W oczekiwaniu na "Jokera", własne pomysły, jak to może brzmieć. Pewnie i tak minę się z Hildur o kilometry, oryginał będzie pewnie coś w stylu Czarnobyla. Jak ktoś zauważy jakieś podobieństwo do innego scoru, proszę poinformować, czasem nieświadomie można splagiatować, gdy tysiące melodii w głowie
Pierwsze zalatuje Glassem, drugie Eurythmics. Ale całkiem spoko kawałki, brakuje trochę bardziej interesującego rozwinięcia od strony narracyjnej i melodycznej (pomysły się głównie zapętlają - trzeci kawałek niby wprowadza jakieś nowe partie, ale niewiele one wnoszą), ale podobają mi się pomysły na brzmienie.
Dzieki za opinie.

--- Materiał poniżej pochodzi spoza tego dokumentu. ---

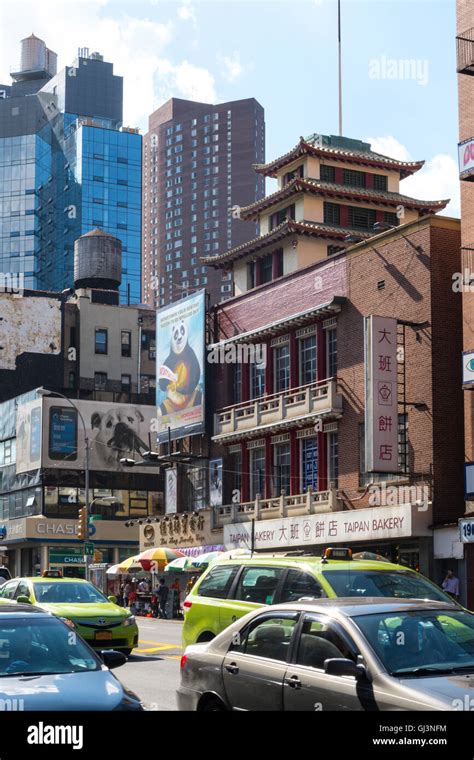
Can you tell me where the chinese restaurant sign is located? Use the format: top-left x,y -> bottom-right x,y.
364,316 -> 399,473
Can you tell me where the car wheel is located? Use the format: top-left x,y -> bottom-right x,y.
199,697 -> 227,712
196,631 -> 215,644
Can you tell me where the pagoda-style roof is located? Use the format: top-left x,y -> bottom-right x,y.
240,177 -> 449,220
254,135 -> 425,179
200,219 -> 374,269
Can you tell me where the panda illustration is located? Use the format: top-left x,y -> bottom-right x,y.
158,320 -> 202,416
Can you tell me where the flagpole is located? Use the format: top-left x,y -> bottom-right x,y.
337,0 -> 342,137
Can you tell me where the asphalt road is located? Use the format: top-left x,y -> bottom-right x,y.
114,617 -> 183,710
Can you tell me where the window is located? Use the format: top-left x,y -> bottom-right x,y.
95,329 -> 107,354
273,443 -> 290,496
383,211 -> 400,227
250,446 -> 265,499
234,363 -> 242,404
121,330 -> 132,356
372,174 -> 388,191
326,328 -> 337,377
342,169 -> 365,187
94,372 -> 107,391
300,436 -> 318,493
279,570 -> 326,604
273,343 -> 290,393
235,567 -> 284,604
231,613 -> 298,662
250,364 -> 265,399
298,335 -> 317,385
296,614 -> 356,670
198,565 -> 239,599
319,164 -> 336,182
348,206 -> 377,231
328,433 -> 339,488
260,253 -> 273,285
324,202 -> 341,224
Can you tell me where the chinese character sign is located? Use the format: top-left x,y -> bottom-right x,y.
364,316 -> 399,472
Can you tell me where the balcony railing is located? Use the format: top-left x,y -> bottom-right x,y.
214,379 -> 342,439
456,29 -> 474,76
214,488 -> 343,528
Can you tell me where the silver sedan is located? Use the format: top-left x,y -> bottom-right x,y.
177,598 -> 474,711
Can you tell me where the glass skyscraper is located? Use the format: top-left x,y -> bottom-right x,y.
0,36 -> 142,303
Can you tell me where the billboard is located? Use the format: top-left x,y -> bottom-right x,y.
209,459 -> 222,507
364,315 -> 399,473
156,290 -> 206,443
16,399 -> 42,473
458,137 -> 474,181
42,397 -> 155,472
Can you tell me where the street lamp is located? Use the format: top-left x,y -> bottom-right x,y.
36,388 -> 90,580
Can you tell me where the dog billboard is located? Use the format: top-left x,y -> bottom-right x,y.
37,397 -> 156,472
156,290 -> 206,443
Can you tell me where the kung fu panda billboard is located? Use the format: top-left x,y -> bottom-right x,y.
156,290 -> 206,443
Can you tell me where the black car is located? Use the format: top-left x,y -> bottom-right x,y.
0,603 -> 144,711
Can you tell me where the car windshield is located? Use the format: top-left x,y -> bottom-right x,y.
323,567 -> 454,604
352,610 -> 474,677
33,581 -> 108,604
0,614 -> 100,678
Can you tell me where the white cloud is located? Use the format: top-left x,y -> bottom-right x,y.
366,136 -> 460,216
218,52 -> 245,82
156,59 -> 217,103
177,0 -> 197,24
364,135 -> 410,161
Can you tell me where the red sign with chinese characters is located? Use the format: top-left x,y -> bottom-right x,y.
365,315 -> 399,473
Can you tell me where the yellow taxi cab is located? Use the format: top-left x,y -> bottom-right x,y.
183,548 -> 460,646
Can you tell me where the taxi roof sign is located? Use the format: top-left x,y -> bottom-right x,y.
323,546 -> 352,560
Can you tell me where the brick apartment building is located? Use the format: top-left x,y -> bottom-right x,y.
456,0 -> 474,604
142,98 -> 265,307
205,138 -> 467,594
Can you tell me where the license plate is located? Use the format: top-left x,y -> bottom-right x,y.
95,631 -> 113,640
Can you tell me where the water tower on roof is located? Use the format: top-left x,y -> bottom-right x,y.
74,228 -> 122,290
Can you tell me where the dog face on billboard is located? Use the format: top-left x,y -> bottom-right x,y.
91,407 -> 147,467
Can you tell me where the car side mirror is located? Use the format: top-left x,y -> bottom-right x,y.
100,649 -> 127,670
16,594 -> 31,604
324,657 -> 365,678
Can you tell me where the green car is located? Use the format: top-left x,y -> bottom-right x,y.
183,548 -> 460,647
0,577 -> 138,656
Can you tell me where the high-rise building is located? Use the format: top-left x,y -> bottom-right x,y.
456,0 -> 474,607
0,35 -> 142,302
142,98 -> 265,306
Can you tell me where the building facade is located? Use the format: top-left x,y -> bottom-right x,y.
212,215 -> 466,598
0,35 -> 142,303
142,98 -> 265,307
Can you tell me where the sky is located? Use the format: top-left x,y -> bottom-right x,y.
0,0 -> 460,216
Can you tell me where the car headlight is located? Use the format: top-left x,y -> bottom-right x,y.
59,618 -> 76,629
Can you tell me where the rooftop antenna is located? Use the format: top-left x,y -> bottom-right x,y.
337,0 -> 342,137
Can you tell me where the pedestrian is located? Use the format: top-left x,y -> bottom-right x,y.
441,570 -> 459,602
186,575 -> 197,596
123,580 -> 132,607
156,578 -> 169,620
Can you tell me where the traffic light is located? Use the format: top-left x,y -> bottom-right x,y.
77,507 -> 89,541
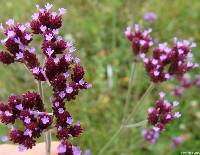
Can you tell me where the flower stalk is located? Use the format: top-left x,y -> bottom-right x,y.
38,81 -> 51,155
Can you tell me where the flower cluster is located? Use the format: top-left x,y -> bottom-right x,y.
0,3 -> 92,155
141,39 -> 198,83
143,92 -> 181,143
125,24 -> 199,83
143,12 -> 157,23
173,75 -> 200,97
0,92 -> 53,151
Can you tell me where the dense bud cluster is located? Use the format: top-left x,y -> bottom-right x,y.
143,92 -> 181,143
0,92 -> 53,150
0,3 -> 91,155
125,24 -> 199,83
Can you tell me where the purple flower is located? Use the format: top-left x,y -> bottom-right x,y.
0,3 -> 89,155
24,129 -> 33,137
85,150 -> 91,155
143,12 -> 157,23
66,117 -> 73,125
41,116 -> 49,124
57,144 -> 67,153
6,19 -> 15,26
18,145 -> 26,152
72,146 -> 82,155
1,136 -> 9,143
66,86 -> 73,94
172,137 -> 183,147
59,8 -> 66,15
15,104 -> 23,110
24,116 -> 31,124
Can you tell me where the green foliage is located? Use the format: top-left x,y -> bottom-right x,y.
0,0 -> 200,155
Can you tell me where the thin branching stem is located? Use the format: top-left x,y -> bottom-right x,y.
38,81 -> 51,155
98,126 -> 123,155
97,83 -> 154,155
125,82 -> 155,124
124,120 -> 147,128
122,61 -> 136,123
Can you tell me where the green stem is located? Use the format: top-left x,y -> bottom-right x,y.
98,126 -> 123,155
38,81 -> 51,155
124,120 -> 147,128
126,83 -> 154,123
122,61 -> 136,123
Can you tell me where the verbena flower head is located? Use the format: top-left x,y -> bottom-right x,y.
125,24 -> 199,83
0,3 -> 91,155
143,12 -> 157,23
143,92 -> 181,143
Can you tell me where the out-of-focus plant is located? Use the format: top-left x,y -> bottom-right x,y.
98,24 -> 199,155
0,3 -> 91,155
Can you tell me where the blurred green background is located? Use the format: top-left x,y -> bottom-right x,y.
0,0 -> 200,155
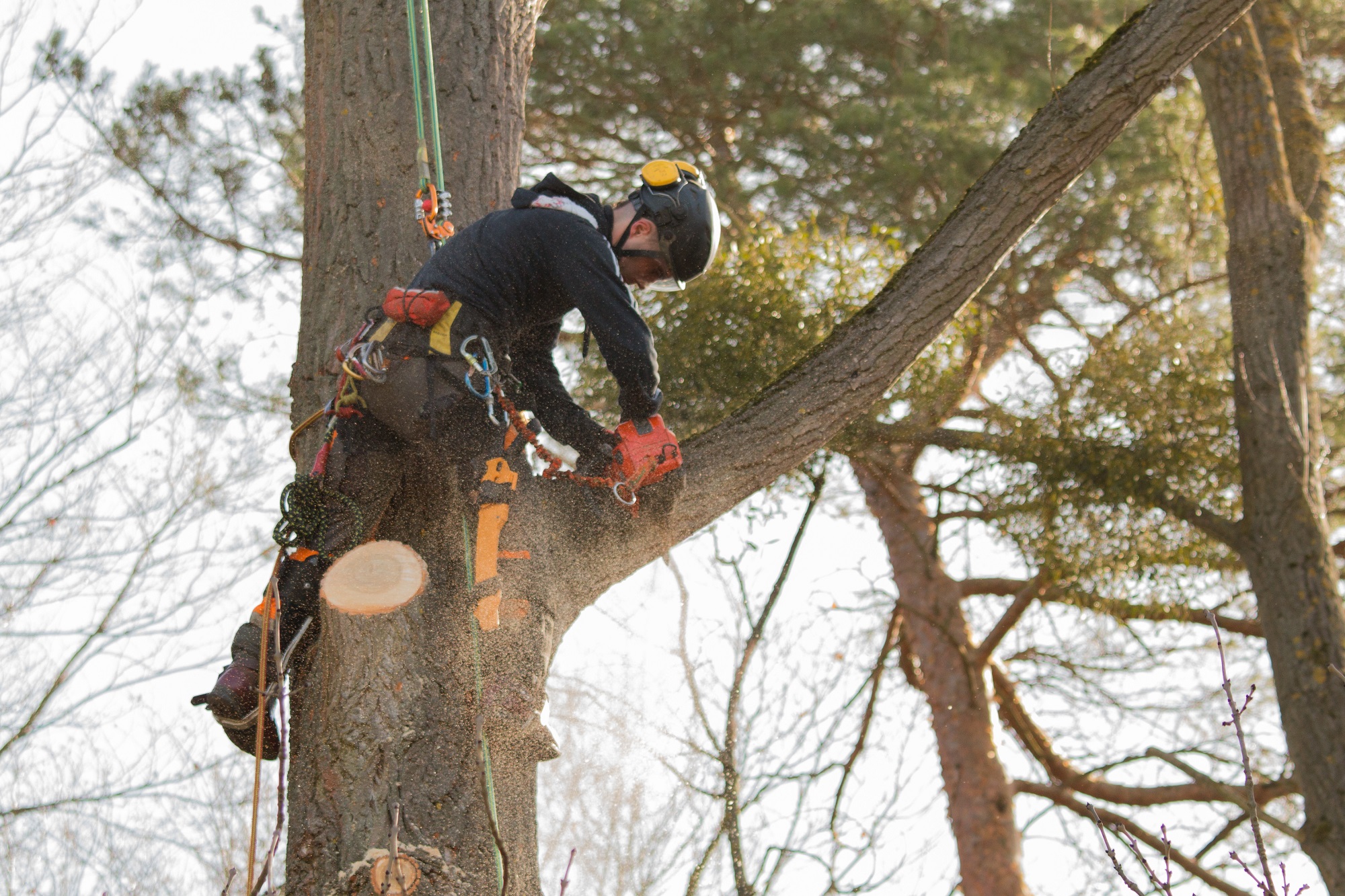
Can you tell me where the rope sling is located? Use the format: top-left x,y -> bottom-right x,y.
239,0 -> 516,896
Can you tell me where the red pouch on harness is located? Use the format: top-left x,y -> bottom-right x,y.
612,414 -> 682,493
383,286 -> 453,327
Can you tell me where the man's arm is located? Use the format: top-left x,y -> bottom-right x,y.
510,321 -> 615,455
555,231 -> 663,419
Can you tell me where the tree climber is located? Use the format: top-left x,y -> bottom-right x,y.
192,159 -> 720,759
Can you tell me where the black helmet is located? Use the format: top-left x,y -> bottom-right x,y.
616,159 -> 720,292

Glass jest jednym z moich ulubionych kompozytorów, ale ostatnio, jako napisał na forum Adam, odcina kupony od dawnych prac i nic nowego już nie tworzy. Niby, co jeszcze mógłby stworzyć, jak tyle ma na koncie - setki prac, oper, koncertów na solo, duety skrzypiec, pianino, flety, kwartety itp. Swoje już stworzył, a jego minimalistyczny styl w większości filmów i tak jest podobny.